Prerequisites Setup on AWS EMR:
- ssh to AWS EMR cluster master node using
'ssh -i xx.pem hadoop@ip-address' - Copy pipeline_prerequisites.sh to this node, as well as the private key to Remote server where the CSVs are located.
- Run 'chmod +x pipeline_prerequisites.sh'
- Run './pipeline_prerequisites.sh'
- Change Driver memory in spark-deafults.conf to 15GB to avoid OOM errors in file '/usr/lib/spark/conf/spark-defaults.conf'.
Prerequisites to Setup ElasticSearch DB and configure table schema on m5.xlarge / m5.2xlarge VM
- ssh to VM
- Copy 'elastic.sh' to the VM
- Run 'chmod +x elastic.sh'
- Run './elastic.sh'
Airflow Scheduling:
- 'airflow_dag.py' automates fetching tar files from Remote server, untar them and run pyspark application @daily.
- Make sure sqlite3 has version > 3.15.0. AWS EMR default image may have older sqlite version.
- Steps to Run:
Copy airflow_dag.py, file.py / completeCSVetlFile.py to AWS EMR cluster at '/home/hadoop/airflow_dag.py' and 'home/hadoop/file.py'.

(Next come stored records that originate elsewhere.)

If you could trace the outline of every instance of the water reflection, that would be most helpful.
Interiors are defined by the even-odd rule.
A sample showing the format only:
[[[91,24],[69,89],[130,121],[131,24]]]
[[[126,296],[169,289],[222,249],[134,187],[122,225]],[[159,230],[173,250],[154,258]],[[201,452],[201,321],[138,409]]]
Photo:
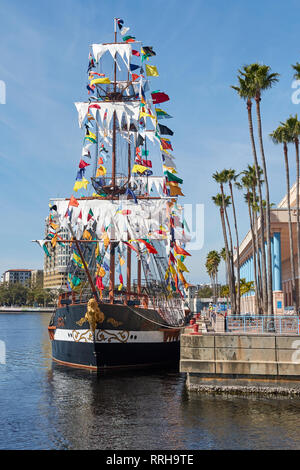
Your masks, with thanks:
[[[53,365],[48,374],[53,423],[59,422],[72,449],[183,448],[178,401],[184,377],[178,375],[97,376]]]
[[[48,321],[0,315],[0,449],[300,447],[299,398],[188,393],[178,370],[69,369],[52,363]]]

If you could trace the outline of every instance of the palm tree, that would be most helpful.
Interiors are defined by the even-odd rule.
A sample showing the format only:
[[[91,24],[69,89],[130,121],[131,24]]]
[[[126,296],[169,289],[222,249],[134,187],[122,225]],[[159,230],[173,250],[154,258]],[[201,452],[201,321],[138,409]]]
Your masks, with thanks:
[[[244,66],[243,70],[239,70],[239,75],[237,76],[239,81],[239,86],[232,86],[239,95],[240,98],[244,99],[247,103],[247,113],[248,113],[248,125],[249,125],[249,134],[250,141],[252,146],[252,154],[254,159],[256,178],[258,181],[258,198],[259,198],[259,208],[260,208],[260,221],[261,221],[261,265],[262,265],[262,298],[264,312],[268,311],[268,291],[267,291],[267,270],[266,270],[266,255],[265,255],[265,216],[263,210],[263,197],[261,190],[261,183],[259,178],[259,165],[257,160],[256,145],[253,132],[253,121],[252,121],[252,99],[256,96],[256,89],[253,87],[253,83],[249,78],[249,66]]]
[[[240,285],[242,295],[247,294],[248,292],[251,292],[254,287],[253,284],[254,284],[253,281],[246,282],[246,279],[243,277],[241,279],[241,285]]]
[[[282,123],[281,123],[282,124]],[[274,144],[283,144],[283,154],[285,163],[285,176],[286,176],[286,191],[287,191],[287,205],[288,205],[288,224],[289,224],[289,241],[290,241],[290,264],[291,264],[291,275],[292,275],[292,297],[295,312],[298,312],[298,299],[296,296],[296,276],[295,276],[295,261],[294,261],[294,244],[293,244],[293,229],[292,229],[292,218],[291,218],[291,204],[290,204],[290,175],[289,175],[289,160],[288,160],[288,143],[292,142],[287,126],[282,124],[270,134],[270,137]]]
[[[230,298],[231,298],[231,308],[232,308],[232,313],[235,314],[235,296],[234,296],[234,282],[233,282],[233,276],[232,276],[232,270],[231,270],[231,263],[230,263],[230,256],[231,253],[229,251],[228,247],[228,238],[227,238],[227,231],[226,231],[226,223],[225,223],[225,209],[226,207],[229,206],[230,202],[230,196],[226,196],[223,192],[223,194],[218,193],[216,196],[212,197],[213,202],[217,207],[220,209],[220,218],[221,218],[221,224],[222,224],[222,230],[223,230],[223,237],[224,237],[224,244],[225,244],[225,251],[226,251],[226,264],[227,264],[227,271],[228,271],[228,281],[229,281],[229,290],[230,290]]]
[[[258,173],[259,176],[261,177],[263,171],[260,167],[258,167]],[[257,213],[259,211],[259,206],[258,206],[258,197],[256,194],[256,188],[257,188],[257,179],[256,179],[256,170],[254,165],[248,165],[247,169],[242,171],[242,174],[245,175],[246,182],[249,183],[249,186],[247,184],[245,185],[245,188],[247,191],[249,189],[252,190],[252,193],[249,194],[249,202],[250,202],[250,208],[252,212],[252,219],[253,219],[253,228],[254,228],[254,242],[255,242],[255,251],[256,251],[256,261],[257,261],[257,292],[258,292],[258,309],[259,313],[262,312],[262,305],[261,305],[261,293],[262,293],[262,273],[261,273],[261,263],[260,263],[260,254],[259,254],[259,235],[258,235],[258,220],[257,220]],[[260,179],[260,184],[263,184],[263,180]],[[248,201],[247,201],[248,204]],[[263,208],[265,209],[265,201],[263,201]]]
[[[230,189],[230,196],[231,196],[231,203],[232,203],[232,212],[233,212],[233,220],[234,220],[234,229],[235,229],[235,237],[236,237],[236,261],[237,261],[237,273],[236,273],[236,283],[237,283],[237,299],[236,299],[236,313],[240,314],[240,304],[241,304],[241,294],[240,294],[240,244],[239,244],[239,233],[237,228],[237,219],[236,219],[236,211],[235,211],[235,204],[233,198],[233,188],[232,182],[236,182],[239,175],[236,174],[235,170],[229,169],[224,170],[226,175],[226,182],[229,185]]]
[[[299,78],[300,78],[300,64],[299,66]],[[295,144],[296,151],[296,212],[297,212],[297,257],[298,257],[298,279],[300,279],[300,209],[299,209],[299,135],[300,135],[300,122],[298,121],[297,114],[293,117],[290,116],[286,122],[282,125],[285,126],[291,141]],[[298,281],[299,282],[299,281]],[[298,291],[299,289],[297,289]],[[299,293],[296,292],[297,298]]]
[[[296,65],[292,65],[292,68],[295,70],[295,73],[294,73],[293,77],[296,80],[300,80],[300,64],[299,64],[299,62],[296,62]]]
[[[273,287],[272,287],[272,251],[271,251],[271,215],[270,215],[270,195],[269,195],[269,183],[266,167],[266,158],[262,138],[262,124],[261,124],[261,113],[260,113],[260,101],[262,91],[272,88],[272,86],[278,82],[279,74],[271,73],[271,67],[268,65],[261,65],[258,63],[251,64],[249,66],[249,76],[256,90],[255,102],[256,102],[256,115],[257,115],[257,128],[259,137],[259,146],[262,160],[262,168],[265,182],[266,191],[266,231],[267,231],[267,253],[268,253],[268,313],[273,314]]]
[[[227,270],[227,264],[226,264],[226,250],[225,250],[225,247],[222,248],[222,250],[220,251],[219,254],[220,254],[222,260],[225,263],[225,272],[226,272],[225,278],[226,278],[226,284],[228,284],[228,270]]]
[[[235,275],[234,275],[234,263],[233,263],[233,243],[232,243],[232,235],[231,235],[231,228],[230,228],[230,223],[229,223],[229,218],[228,218],[228,213],[227,213],[227,206],[225,205],[225,200],[224,200],[224,184],[227,183],[228,181],[228,173],[227,170],[223,170],[220,172],[217,172],[213,174],[213,179],[220,184],[220,190],[222,194],[222,200],[223,200],[223,208],[224,208],[224,215],[228,227],[228,236],[229,236],[229,242],[230,242],[230,265],[231,265],[231,277],[232,277],[232,286],[233,286],[233,305],[234,305],[234,311],[236,312],[236,292],[234,289],[235,286]]]
[[[255,308],[255,315],[257,315],[258,311],[260,311],[260,289],[258,286],[258,275],[257,275],[257,259],[259,257],[259,252],[257,250],[257,237],[254,232],[254,221],[253,221],[253,212],[251,211],[251,205],[253,202],[253,193],[251,193],[252,188],[252,178],[250,174],[247,174],[247,171],[244,171],[244,176],[241,178],[241,188],[246,190],[245,193],[245,201],[248,205],[248,213],[249,213],[249,221],[250,221],[250,230],[251,230],[251,238],[252,238],[252,252],[253,252],[253,271],[254,271],[254,308]]]
[[[218,270],[220,261],[221,257],[216,250],[210,251],[206,256],[205,267],[213,285],[214,301],[216,301],[217,297]]]

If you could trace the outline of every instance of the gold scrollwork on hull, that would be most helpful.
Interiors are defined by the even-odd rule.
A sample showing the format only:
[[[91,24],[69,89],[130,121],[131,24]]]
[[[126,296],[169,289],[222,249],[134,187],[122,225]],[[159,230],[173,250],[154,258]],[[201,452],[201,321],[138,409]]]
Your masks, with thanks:
[[[98,330],[95,334],[95,340],[103,343],[111,343],[112,341],[118,341],[119,343],[127,343],[129,338],[129,331],[119,331],[111,333],[106,330]]]
[[[111,323],[112,326],[114,326],[114,327],[116,327],[116,328],[117,328],[118,326],[120,326],[120,325],[123,324],[122,321],[117,321],[117,320],[115,320],[114,318],[108,318],[108,319],[107,319],[107,323]]]
[[[88,343],[90,341],[93,341],[93,333],[91,330],[86,330],[86,331],[77,331],[73,330],[72,331],[72,338],[76,343],[79,343],[79,341],[82,341],[84,343]]]

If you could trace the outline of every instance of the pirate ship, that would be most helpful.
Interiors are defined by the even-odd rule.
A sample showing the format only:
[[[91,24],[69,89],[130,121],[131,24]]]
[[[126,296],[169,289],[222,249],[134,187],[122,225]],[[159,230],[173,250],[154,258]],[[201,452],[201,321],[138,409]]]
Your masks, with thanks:
[[[38,241],[49,257],[70,249],[48,327],[53,359],[96,370],[177,362],[187,311],[182,179],[173,131],[161,124],[169,96],[151,92],[156,53],[129,29],[116,18],[114,42],[91,46],[88,98],[75,103],[84,131],[76,196],[50,201]]]

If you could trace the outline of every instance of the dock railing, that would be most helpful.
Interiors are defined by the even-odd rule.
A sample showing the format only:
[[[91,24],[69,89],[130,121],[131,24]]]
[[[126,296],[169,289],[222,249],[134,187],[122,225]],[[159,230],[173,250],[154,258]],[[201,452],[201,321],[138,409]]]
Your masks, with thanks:
[[[224,317],[225,333],[300,334],[298,315],[230,315]]]

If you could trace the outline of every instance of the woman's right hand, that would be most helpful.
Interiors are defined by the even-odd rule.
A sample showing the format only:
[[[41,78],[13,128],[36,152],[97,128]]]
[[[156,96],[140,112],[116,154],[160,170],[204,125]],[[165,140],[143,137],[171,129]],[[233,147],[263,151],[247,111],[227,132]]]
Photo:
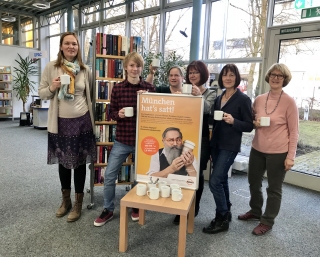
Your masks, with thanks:
[[[60,77],[56,77],[52,80],[52,83],[49,86],[49,89],[51,92],[54,92],[60,87],[61,87]]]

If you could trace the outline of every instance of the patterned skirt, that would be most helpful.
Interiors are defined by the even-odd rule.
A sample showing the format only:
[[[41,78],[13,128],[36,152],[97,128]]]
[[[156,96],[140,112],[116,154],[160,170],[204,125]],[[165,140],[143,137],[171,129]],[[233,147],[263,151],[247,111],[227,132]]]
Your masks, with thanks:
[[[48,164],[62,164],[66,169],[95,162],[95,136],[90,114],[78,118],[58,118],[58,134],[48,135]]]

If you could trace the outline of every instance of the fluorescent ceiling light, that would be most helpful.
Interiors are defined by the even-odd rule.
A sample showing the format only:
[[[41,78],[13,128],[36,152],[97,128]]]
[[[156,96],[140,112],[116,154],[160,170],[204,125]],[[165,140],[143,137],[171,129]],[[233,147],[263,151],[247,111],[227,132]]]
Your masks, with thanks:
[[[47,1],[43,1],[43,0],[36,0],[36,1],[34,1],[34,3],[32,5],[34,7],[39,8],[39,9],[49,9],[50,8],[50,3],[48,3]]]
[[[6,21],[6,22],[15,22],[16,21],[16,17],[8,15],[8,16],[2,17],[1,20]]]

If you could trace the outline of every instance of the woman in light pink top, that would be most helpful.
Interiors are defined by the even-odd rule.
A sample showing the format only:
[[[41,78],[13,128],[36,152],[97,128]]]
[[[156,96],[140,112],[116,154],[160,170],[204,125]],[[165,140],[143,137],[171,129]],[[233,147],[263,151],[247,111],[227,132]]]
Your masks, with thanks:
[[[239,215],[238,219],[260,220],[259,225],[252,231],[254,235],[263,235],[272,229],[280,210],[283,180],[286,172],[294,165],[299,114],[294,99],[282,90],[291,78],[291,72],[286,65],[273,64],[265,76],[270,91],[259,95],[253,103],[253,123],[256,131],[248,171],[251,210]],[[268,118],[264,117],[269,117],[270,125],[266,122]],[[262,213],[262,179],[266,171],[268,197]]]

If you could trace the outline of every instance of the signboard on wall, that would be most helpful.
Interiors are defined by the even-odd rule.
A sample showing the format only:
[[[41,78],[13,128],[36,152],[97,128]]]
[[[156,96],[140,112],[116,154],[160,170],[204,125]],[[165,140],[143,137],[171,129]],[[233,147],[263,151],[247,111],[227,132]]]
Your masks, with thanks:
[[[198,188],[202,96],[144,93],[138,96],[135,171],[139,182],[167,181]],[[192,156],[182,164],[183,147]],[[186,148],[184,148],[186,149]],[[176,161],[175,161],[176,160]],[[180,169],[174,162],[181,165]],[[170,165],[176,165],[171,169]]]

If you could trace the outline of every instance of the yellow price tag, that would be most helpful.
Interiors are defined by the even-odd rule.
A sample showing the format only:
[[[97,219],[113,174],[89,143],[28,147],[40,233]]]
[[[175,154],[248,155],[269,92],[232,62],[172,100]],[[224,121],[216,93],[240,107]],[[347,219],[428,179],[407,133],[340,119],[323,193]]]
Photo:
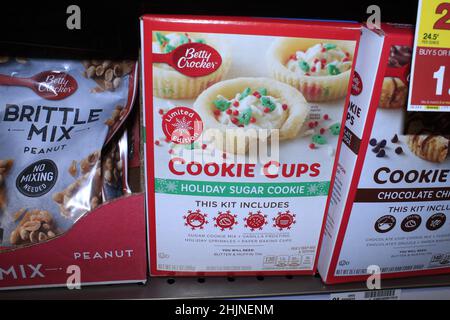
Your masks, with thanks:
[[[422,0],[419,12],[417,46],[450,48],[450,1]]]

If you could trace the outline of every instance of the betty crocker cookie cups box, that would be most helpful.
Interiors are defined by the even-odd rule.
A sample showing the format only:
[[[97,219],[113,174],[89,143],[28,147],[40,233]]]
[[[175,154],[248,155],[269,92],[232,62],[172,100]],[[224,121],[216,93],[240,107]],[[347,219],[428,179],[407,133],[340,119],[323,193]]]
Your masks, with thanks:
[[[359,25],[141,26],[151,274],[313,274]]]
[[[363,28],[319,258],[326,283],[450,271],[450,137],[403,124],[413,36]]]

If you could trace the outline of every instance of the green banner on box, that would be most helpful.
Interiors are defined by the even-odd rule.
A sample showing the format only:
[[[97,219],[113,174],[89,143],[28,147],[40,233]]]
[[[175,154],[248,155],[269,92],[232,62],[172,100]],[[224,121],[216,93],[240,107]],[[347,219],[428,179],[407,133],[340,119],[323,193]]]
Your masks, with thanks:
[[[206,197],[320,197],[327,196],[329,181],[301,183],[245,183],[155,179],[155,192]]]

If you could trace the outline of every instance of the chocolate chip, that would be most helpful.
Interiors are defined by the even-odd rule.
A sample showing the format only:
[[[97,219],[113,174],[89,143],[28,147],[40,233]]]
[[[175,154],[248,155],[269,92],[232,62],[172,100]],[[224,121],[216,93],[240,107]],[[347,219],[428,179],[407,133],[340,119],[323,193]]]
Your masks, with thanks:
[[[396,154],[402,154],[402,153],[403,153],[402,147],[396,148],[396,149],[395,149],[395,153],[396,153]]]
[[[375,147],[377,145],[378,141],[377,141],[377,139],[370,139],[369,143],[372,147]]]
[[[384,158],[386,155],[386,151],[384,149],[381,149],[380,152],[377,153],[377,158]]]
[[[378,146],[379,146],[380,148],[384,148],[384,147],[386,147],[386,144],[387,144],[387,141],[383,139],[383,140],[380,141],[380,143],[378,144]]]
[[[372,151],[374,152],[374,153],[378,153],[378,152],[380,152],[380,146],[376,146],[375,148],[373,148],[372,149]]]
[[[395,135],[392,139],[391,139],[392,143],[397,143],[398,142],[398,135]]]

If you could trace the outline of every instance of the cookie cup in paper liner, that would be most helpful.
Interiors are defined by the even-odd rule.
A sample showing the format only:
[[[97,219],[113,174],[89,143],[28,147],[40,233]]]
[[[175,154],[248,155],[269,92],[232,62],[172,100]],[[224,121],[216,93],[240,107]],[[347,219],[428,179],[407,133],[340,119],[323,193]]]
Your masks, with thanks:
[[[214,101],[217,97],[235,99],[236,94],[250,88],[256,92],[260,88],[267,90],[267,96],[274,97],[283,110],[278,115],[276,124],[264,120],[264,114],[259,114],[254,123],[247,126],[237,126],[233,123],[223,123],[217,116]],[[249,95],[253,97],[251,94]],[[245,106],[239,106],[245,108]],[[217,149],[224,152],[245,155],[249,145],[265,139],[258,133],[259,129],[268,129],[267,140],[273,138],[273,130],[277,132],[279,140],[295,138],[308,116],[309,107],[303,95],[295,88],[270,78],[242,77],[225,80],[211,86],[197,98],[194,109],[201,116],[206,139],[212,138]],[[272,136],[271,136],[272,134]],[[245,136],[243,140],[239,137]],[[218,139],[219,138],[219,139]]]
[[[205,43],[216,49],[221,58],[221,66],[213,73],[202,77],[188,77],[172,67],[153,64],[153,94],[162,99],[195,99],[203,90],[221,81],[231,66],[231,52],[226,43],[217,41],[201,33],[192,33],[191,36],[202,38]],[[155,42],[153,42],[155,44]]]
[[[297,51],[306,51],[324,42],[336,44],[348,52],[353,61],[355,45],[351,41],[281,38],[272,43],[267,53],[271,76],[298,89],[310,102],[330,101],[346,96],[351,69],[338,75],[307,76],[291,71],[286,66],[289,58]]]

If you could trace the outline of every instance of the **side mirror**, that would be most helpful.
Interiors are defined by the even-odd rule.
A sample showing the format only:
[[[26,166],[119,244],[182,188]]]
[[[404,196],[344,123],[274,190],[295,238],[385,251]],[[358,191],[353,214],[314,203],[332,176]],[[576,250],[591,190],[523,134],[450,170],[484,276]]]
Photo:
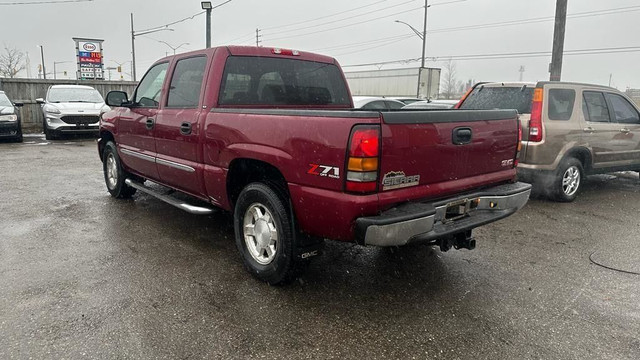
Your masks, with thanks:
[[[127,107],[131,106],[129,97],[124,91],[109,91],[105,103],[111,107]]]
[[[14,103],[13,103],[13,106],[15,106],[15,107],[23,107],[23,106],[24,106],[24,103],[23,103],[23,102],[16,101],[16,102],[14,102]]]
[[[36,102],[40,105],[44,104],[44,99],[43,98],[37,98]]]

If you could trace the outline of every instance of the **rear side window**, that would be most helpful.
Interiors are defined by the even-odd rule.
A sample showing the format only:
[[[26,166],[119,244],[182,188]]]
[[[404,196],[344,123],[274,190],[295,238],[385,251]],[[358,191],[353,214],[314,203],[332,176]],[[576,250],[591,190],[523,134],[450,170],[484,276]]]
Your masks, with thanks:
[[[585,91],[582,93],[584,104],[582,111],[587,121],[609,122],[609,107],[604,99],[604,94],[597,91]]]
[[[173,71],[167,107],[196,108],[200,102],[205,56],[179,60]]]
[[[387,105],[384,101],[372,101],[362,107],[364,110],[387,110]]]
[[[616,122],[621,124],[640,124],[638,111],[627,101],[617,94],[607,94],[607,98],[613,108]]]
[[[342,73],[333,64],[285,58],[230,56],[220,105],[351,104]]]
[[[550,120],[569,120],[573,114],[576,92],[572,89],[550,89],[548,116]]]
[[[533,87],[478,86],[462,103],[460,109],[494,110],[516,109],[520,114],[531,114]]]

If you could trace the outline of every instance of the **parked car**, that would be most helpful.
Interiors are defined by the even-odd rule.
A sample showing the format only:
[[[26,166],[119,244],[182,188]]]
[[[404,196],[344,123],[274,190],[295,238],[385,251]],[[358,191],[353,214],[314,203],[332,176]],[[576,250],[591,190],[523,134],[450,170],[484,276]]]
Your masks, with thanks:
[[[232,212],[245,266],[271,284],[293,279],[325,238],[472,249],[473,228],[515,213],[530,193],[515,182],[515,111],[351,110],[331,57],[238,46],[183,53],[107,103],[98,152],[111,195]]]
[[[47,140],[63,134],[98,134],[100,115],[109,110],[100,93],[91,86],[52,85],[42,105],[44,134]]]
[[[385,99],[397,100],[405,105],[413,104],[414,102],[423,101],[424,99],[414,98],[414,97],[402,97],[402,96],[392,96],[385,97]]]
[[[417,102],[411,103],[403,107],[403,109],[446,110],[446,109],[452,109],[454,106],[456,106],[457,103],[458,101],[456,100],[424,100],[424,101],[417,101]]]
[[[585,175],[640,170],[640,112],[610,87],[569,82],[476,85],[460,109],[517,109],[518,176],[557,201],[573,201]]]
[[[405,106],[403,102],[375,96],[354,96],[354,109],[363,110],[399,110]]]
[[[0,91],[0,139],[22,142],[22,124],[20,112],[16,107],[22,103],[12,102],[4,91]]]

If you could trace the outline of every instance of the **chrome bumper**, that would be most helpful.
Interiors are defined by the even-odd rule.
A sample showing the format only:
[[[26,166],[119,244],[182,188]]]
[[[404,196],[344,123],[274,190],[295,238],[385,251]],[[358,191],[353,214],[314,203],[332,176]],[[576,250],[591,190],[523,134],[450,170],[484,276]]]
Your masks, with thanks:
[[[365,245],[402,246],[429,242],[471,230],[512,215],[529,200],[531,185],[515,183],[444,199],[433,203],[408,203],[379,216],[356,220],[356,238]],[[452,203],[474,208],[459,219],[447,219]],[[468,205],[467,205],[468,206]]]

Set these variables: ip = 'ip-address-remote-server' pvt_key_name = '/location/to/private-key.pem' user = 'username' fileName = '2013-07-01.csv.gz'
Run the file by 'python airflow_dag.py'
Pyspark application: 'file.py' processes partial CSV and 'completeCSVetlFile.py' processes complete CSV. It expects the jar is untar-ed and sitting in the same folder.
To run either:
- Copy this file to AWS EMR master node at '/home/hadoop/file.py'.
- Setup these varaibles:
"es.nodes", "x.x.x.x" //public-ip of ES Node
"es.port" , "9200"
"es.resource","thomreuters/2013-07-01
CSV file Name - '2013-07-01.csv' on line 18 - Run 'spark-submit --master yarn --deploy-mode client file.py'
This pyspark file does:
- It will read csv file and record the index where <“date”,”time”> pattern is matching using regex.
- It will divide the csv file into text blobs based on the above indices and convert it into partitioned dataFrame.
- The partitioned dataFrame will go through an UDF parser, which will parse each text blob and convert it into a structured format Hash(19 fields+ 1 field for shard routing region).
- The partitioned DataFrames are brought back to driver executor where the “headline”, “text” fields are converted to English Language using Spark-NLP.
- The resultant dataFrame is saved to Elasticsearch into ThomReuters/ table
This application takes time to run. Keep patience!